Although it is ‘your’ superannuation, originally designed to get you off the promised ‘government pension’, the money for this is simply not there. Why? Because the taxes you paid have since been pre-spent by our governments, mainly on their own over-generous super funds.
Public choice theory
So, what exactly is it that drives this annual frenzy of changes? Why not leave a reasonable system alone for a few years, so that it can meet the objective of giving us independence through our own financial responsibility?
There is a reason and it is explained in economic terms by public choice theory. The recipients of the concentrated benefits (money), being the accounting profession and financial advisers, work their butts off to generate constant change but the diffused costs are spread over the millions of people, such as ourselves, who are the owners of our superannuation policies.
Most of the latter group are too busy following the latest rule changes and paying the professionals to handle such matters for us, hence we are too busy to march in the streets and demand that they “leave our superannuation alone”. Sally Patten wrote about this well in the November 28, 2016 edition of the Australian Financial Review under the headline:
“On behalf of the financial planning and accounting communities, your correspondent would like to take this opportunity to thank Treasurer Scott Morrison for the most significant superannuation reform package in nearly a decade.

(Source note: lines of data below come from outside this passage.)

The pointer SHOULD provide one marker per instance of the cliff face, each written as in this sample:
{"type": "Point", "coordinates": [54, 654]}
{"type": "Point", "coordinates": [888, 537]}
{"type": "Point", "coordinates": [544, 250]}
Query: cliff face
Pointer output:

“Changes to the retirement savings rules, especially complicated, tectonic plate-shifting ones such as those which will be introduced on July 1 next year, help to justify the existence of a variety of occupations, including government relations and policy experts, lawyers, super fund administrators and a good number of staff at the Tax Office (not to mention financial journalists).
“But the biggest beneficiaries will surely be financial advisers and accountants, who will spend the next seven months demonstrating their expertise by explaining the changes to their clients and ensuring that they remain on the right side of the law.”